E qui si arriva al punto: cosa mai è questo film? Come opera biografica non funziona (troppo superficiale, approssimativa, disinteressata all'essenza del personaggio), come grottesco non ha mordente (gli stinti duetti tra moglie e marito immaginario sono troppo marginali e pretestuosi per dare carattere alla pellicola), come tragedia scespiriana (l'ha detto, coraggiosa, la regista) è risibile (l'ex leader che lotta coi fantasmi del passato? Ma andiamo'), come riflessione sulla vecchiaia è banale (il Grande, alla fine della vita, piccolo come ognuno di noi), come camp biopic alla Russell (è evidente che a Phyllida Lloyd importi molto più documentare le diverse fasi del look della Signora che le tappe della sua carriera) si ferma al timido accenno (i colori primari che scintillano nel passato, il presente avvolto in una grigia cortina'). Se si aggiunge una regia sciatta (il pur gradevole Mamma mia! ci aveva già detto tutto in proposito), prona di fronte alla Diva, non si può che concludere che  The Iron Lady è proprio quello che appare: un film limpidamente costruito sulla sua protagonista (Meryl Streep come autrice dei film che interpreta), strutturato per siparietti, gag e piccoli monologhi creati per il Suo puro e semplice sollazzo, la celebrazione del Suo talento, il tramandarne il medaglione con l'effigie alle generazioni da venire.

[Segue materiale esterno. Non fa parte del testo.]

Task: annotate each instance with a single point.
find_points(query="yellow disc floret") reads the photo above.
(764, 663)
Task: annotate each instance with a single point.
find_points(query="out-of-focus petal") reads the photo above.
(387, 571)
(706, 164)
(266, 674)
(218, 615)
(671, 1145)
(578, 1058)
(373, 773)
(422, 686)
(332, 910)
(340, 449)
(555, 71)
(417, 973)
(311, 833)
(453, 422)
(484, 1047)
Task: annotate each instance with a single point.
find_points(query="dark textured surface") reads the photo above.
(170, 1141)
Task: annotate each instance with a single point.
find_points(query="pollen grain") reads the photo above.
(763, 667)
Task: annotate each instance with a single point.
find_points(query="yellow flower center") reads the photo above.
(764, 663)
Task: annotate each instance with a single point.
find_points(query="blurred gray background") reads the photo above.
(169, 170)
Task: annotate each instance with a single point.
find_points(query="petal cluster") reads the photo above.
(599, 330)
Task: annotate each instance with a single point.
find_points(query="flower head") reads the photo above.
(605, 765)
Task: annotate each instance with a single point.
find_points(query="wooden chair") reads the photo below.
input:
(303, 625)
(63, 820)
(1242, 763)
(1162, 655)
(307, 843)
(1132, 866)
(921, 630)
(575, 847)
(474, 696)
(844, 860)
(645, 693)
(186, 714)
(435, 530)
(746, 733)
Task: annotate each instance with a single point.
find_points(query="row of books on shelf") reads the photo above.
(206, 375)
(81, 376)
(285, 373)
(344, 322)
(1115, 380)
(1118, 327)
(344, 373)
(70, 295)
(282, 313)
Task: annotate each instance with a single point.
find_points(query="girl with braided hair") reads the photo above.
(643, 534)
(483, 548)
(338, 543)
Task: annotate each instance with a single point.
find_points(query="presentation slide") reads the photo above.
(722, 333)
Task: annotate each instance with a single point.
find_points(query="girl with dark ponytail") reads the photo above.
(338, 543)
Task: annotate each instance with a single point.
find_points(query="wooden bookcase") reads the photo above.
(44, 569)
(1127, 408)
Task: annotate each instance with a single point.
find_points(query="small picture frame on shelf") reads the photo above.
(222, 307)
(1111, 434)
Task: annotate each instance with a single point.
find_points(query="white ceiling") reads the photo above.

Se n'è preso atto, avanti il prossimo.

Fa specie non poter scrivere bene di una pellicola in cui Meryl Streep, protagonista assoluta, offre una prova attoriale meravigliosa (soprattutto in originale, imita la statista alla perfezione), diretta dalla regista del fortunato Mamma Mia. Ma qualcosa non convince: il testo della drammaturga Abi Morgan e la regia mancano di un punto di vista, il risultato è vacuo e ricorda i ritratti dei leader di Sokurov, con l’enorme differenza che quest’ultimo invoca la Poesia e l’Arte per rappresentare l’inconsistenza del Potere, mentre Morgan e Lloyd ripiegano più opportunisticamente sul compromesso (lo dicono le reazioni dei partigiani all’uscita del film: i liberal hanno lamentato un profilo troppo umano, i conservatori lo hanno letto come un insulto). Fuori e dentro il film, è paradossale se si pensa che la Lady di Ferro ritratta possedeva almeno una qualità, la coerenza delle sue convinzioni senza accomodamenti: certo sparare sulla Croce Rossa sarebbe stato troppo facile (Ken Loach cecchino ideale) ma raccontare, come fa il film, brandelli della politica del Primo Ministro inglese, prima donna occidentale al governo, partendo dalla sua vecchiaia solitaria, inducendo a pietà per l’amore verso i figli e il marito perduto, insistendo sulla debolezza che ha vuoti di memoria, è un ricatto per far passare in sordina i metodi conservatori discutibilissimi. Phyllida Lloyd non è (e non vuole essere, pavida) Oliver Stone che, in Nixon e W., è riuscito ad entrare nel corpo del Male per poi restituirne la fragilità. Del resto, non ha neppure il coraggio di restituire alla Storia un ritratto del tutto elegiaco che, se ben argomentato, poteva essere più accettabile: è palese che il testo cerchi, da un lato, di corroborare l’opportunità delle decisioni impopolari della protagonista, soprattutto attraverso massime di vita inoppugnabili che la guidavano, ma glissa più che può, lancia il sasso per poi ritirare la mano, andando sempre a rifugiarsi nel calore del talamo della vecchiaia, senza affondare, preferendo l’elegia del corpo che si consuma a quella del personaggio pubblico. Ha ragione, allora, la Thatcher: i suoi successori non hanno le palle. Lei non avrebbe mai iniziato una guerra senza affondare il nemico (nelle Falkland).